Hungary’s Orban handily wins 4th presidential term

By Marcelo Nagy and Luis Lidon

Budapest, Apr 3 (EFE).- Hungary’s ultranationalist prime minister, Viktor Orban, won a fourth term on Sunday, prevailing handily in an election dominated by security concerns aroused by the war in neighboring Ukraine.

“We have secured an enormous victory,” Orban, 58, told thousands of supporters who chanted his name in Budapest.

“A victory that perhaps could have been seen from the Moon, but I’m sure that it will be seen from Brussels,” he added in a swipe at the European Commission, which recently opened an investigation into the Hungarian law that prohibits talking about homosexuality to minors.

With 92 percent of the votes counted, the governing Fidesz party is en route to obtaining 135 seats in the 199-member parliament, while the opposition will have only 56.

That configuration would allow the government to retain the two-thirds majority that has enabled it to unilaterally implement changes to the constitutional order over the past 12 years.

That majority has guaranteed Fidesz control over all the institutions of state power – including the Constitutional Court – as well as of the state-run media via compliant and supportive media leadership, a situation that provides Orban with unending favorable media coverage.

One of the surprises of the elections, however, was the result obtained by the Our Homeland party, an extreme rightist group that surpassed the 5 percent threshold for parliamentary representation and will now hold 5 seats in the legislature.

One of the symbols of the opposition’s failure to prevail was the fact that its candidate for the premiership, Peter Marki-Zay, was unable to win the presidential vote even in Hodmezovasarhely, the city where he has served as mayor since 2018.

The 49-year-old opposition candidate, an economist by training, has complained bitterly in recent days that he was only given the five minutes allocated by law on public television during the entire campaign, while Orban’s face was constantly on the nation’s TV screens.

“I cannot hide my disappointment,” said Marki-Zay in a solo appearance without any of the leaders of the six parties of assorted ideologies that make up the United for Hungary coalition.

Over all, these elections have once again showed Orban’s ability to read the political situation and to take advantage of the Russian invasion of Ukraine, which at first seemed to disadvantage him.

The prime minister, perhaps the European Union’s politician who is closest to Russian President Vladimir Putin, correctly interpreted the fear of change among voters during a period of uncertainty, modifying his campaign slogan to “War or peace.”

Over the past month, voters’ intention to cast their ballots for Fidesz has been climbing with the party’s message that Orban is an experienced leader who guarantees stability while the opposition, if it were to win the election, could “ruin” the country and get it involved in the Russia-Ukraine conflict.

The solidarity of the opposition with Ukrainian President Volodymyr Zelenskyy was described by Orban as a bellicose step and he claimed they would damage the country’s economy by joining an embargo on Russian oil and natural gas.

Hungary imports 85 percent of its natural gas and more than 60 percent of its petroleum from Russia and Orban reconfirmed that he will not stop buying the Kremlin’s energy products because of the local economic damage that would cause.

It hardly seemed to matter that Orban’s claims against the opposition had any basis or that the “War or peace” slogan was simplistic and extremist.
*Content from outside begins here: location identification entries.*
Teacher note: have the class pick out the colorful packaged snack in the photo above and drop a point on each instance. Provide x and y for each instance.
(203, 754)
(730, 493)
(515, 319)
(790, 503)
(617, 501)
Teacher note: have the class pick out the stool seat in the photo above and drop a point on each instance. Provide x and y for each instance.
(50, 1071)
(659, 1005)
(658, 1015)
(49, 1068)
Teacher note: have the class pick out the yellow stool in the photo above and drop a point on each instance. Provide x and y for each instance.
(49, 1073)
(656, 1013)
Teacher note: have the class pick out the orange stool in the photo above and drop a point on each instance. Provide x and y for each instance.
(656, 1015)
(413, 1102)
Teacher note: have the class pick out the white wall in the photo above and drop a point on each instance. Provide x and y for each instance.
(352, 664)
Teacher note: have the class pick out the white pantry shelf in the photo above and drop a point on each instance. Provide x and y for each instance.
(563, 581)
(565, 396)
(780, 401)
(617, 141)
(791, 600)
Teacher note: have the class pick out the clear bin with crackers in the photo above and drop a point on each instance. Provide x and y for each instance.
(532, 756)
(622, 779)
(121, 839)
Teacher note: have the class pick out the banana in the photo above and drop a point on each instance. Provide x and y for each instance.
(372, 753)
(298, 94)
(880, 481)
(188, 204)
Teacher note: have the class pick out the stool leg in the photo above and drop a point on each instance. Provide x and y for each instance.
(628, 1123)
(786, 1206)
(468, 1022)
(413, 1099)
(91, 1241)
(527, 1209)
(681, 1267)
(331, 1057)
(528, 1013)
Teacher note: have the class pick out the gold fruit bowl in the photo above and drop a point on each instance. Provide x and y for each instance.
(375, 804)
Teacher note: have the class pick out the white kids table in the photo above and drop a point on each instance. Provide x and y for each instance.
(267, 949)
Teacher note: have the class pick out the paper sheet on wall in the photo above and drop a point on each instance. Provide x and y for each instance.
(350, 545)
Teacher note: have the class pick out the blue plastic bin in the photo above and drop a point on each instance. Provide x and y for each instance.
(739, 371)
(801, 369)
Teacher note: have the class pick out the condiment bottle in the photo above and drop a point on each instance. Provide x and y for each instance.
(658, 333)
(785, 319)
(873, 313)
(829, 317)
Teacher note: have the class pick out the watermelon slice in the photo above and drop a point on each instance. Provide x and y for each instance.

The important thing is that the premier knew how to read the nervousness of an electorate that appears to have lost its appetite for change.

Orban, a ferocious critic of immigration into Hungary, LGBT rights and “EU bureaucrats,” has won the admiration of nationalists and the European ultraright.

In his victory speech, he thanked his “friends in the United States, Italy, Austria and Spain” for their support in the elections.

“Conservative, patriotic policy has won and our message is that this doesn’t represent the past, but rather the future,” he said.